# Tribute to Millie, everyones friend,pics



## Kinjilabs (Apr 15, 2009)

Who passed away 1 yr ago today, she was a lovely girl, miss her everyday






























































RIP Mrs Mills xxxx


----------



## Donskie (Feb 2, 2011)

RIP Millie. Hugs to you all at this time x


----------



## Tigerneko (Jan 2, 2009)

Wow that year has gone so fast, I could have sworn it was only a few months ago!

RIP lovely Millie xx


----------



## lozb (May 31, 2010)

RIP Millie, she was a gorgeous girl.xx


----------



## jopetportraits (Feb 28, 2011)

Wow she was a lovely girl.

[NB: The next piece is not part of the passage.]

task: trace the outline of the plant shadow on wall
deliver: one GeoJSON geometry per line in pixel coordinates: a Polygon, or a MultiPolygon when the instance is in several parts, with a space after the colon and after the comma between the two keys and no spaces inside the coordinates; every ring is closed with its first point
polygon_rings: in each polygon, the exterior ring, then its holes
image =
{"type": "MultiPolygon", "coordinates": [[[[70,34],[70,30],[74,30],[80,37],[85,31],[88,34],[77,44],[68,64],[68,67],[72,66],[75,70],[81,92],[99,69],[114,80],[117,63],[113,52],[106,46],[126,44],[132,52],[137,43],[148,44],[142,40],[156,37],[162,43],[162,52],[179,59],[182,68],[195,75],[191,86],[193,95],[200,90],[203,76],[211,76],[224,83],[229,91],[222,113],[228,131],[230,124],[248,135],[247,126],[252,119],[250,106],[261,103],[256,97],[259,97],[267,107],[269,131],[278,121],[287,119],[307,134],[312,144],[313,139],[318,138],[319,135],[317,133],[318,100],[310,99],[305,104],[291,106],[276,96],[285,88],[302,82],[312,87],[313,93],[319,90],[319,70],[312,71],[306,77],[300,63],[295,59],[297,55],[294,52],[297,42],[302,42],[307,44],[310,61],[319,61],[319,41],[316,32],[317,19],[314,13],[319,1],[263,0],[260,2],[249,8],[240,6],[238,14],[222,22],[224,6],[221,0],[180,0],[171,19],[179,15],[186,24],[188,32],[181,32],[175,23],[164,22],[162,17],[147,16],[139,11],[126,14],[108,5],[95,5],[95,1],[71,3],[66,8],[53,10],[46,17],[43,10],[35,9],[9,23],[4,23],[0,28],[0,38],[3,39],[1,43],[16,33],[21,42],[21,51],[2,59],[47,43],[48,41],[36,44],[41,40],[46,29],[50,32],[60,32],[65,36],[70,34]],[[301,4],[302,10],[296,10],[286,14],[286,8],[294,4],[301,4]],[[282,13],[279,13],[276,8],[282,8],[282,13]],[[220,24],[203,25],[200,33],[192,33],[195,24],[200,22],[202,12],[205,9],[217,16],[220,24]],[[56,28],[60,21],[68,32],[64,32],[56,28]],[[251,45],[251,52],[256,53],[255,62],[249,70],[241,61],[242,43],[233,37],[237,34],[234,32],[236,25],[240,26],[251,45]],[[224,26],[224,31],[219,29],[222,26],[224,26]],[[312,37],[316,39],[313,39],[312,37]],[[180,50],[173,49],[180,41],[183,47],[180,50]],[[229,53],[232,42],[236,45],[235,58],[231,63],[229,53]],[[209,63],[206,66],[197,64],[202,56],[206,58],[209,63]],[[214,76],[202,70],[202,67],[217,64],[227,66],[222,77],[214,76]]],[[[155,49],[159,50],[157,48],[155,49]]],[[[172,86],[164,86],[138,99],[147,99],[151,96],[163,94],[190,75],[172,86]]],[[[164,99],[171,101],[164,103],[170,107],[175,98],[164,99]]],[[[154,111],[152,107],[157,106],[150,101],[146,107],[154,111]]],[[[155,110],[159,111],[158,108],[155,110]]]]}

RIP Millie.xx


----------



## duhig (May 10, 2011)

RIP Millie xxxx


----------



## Lulus mum (Feb 14, 2011)

What a gorgeous girl!!!
Thinking of you-(we lost our Lulu only 3 and a half months ago,but I know you will still feel the same sense of loss that we feel)

Hope your Millie will take care of Lulu as we miss her so much
Maureen


----------



## Sled dog hotel (Aug 11, 2010)

She looked such a sweet fantastic girl, you must miss her greatly, Thinking of you todayx


----------



## 912142 (Mar 28, 2011)

I'm sure you miss her so so much and those pictures are just lovely she looked like a really sweet girl.


----------



## Kitty_pig (Apr 9, 2011)

RIP sweetheart xxx


----------



## sarybeagle (Nov 4, 2009)

Hugs and rip Millie xxxxxxx


----------



## DKDREAM (Sep 15, 2008)

R.I.P Millie she was such a lovely girl the photos are beautiful, so sorry for your loss


----------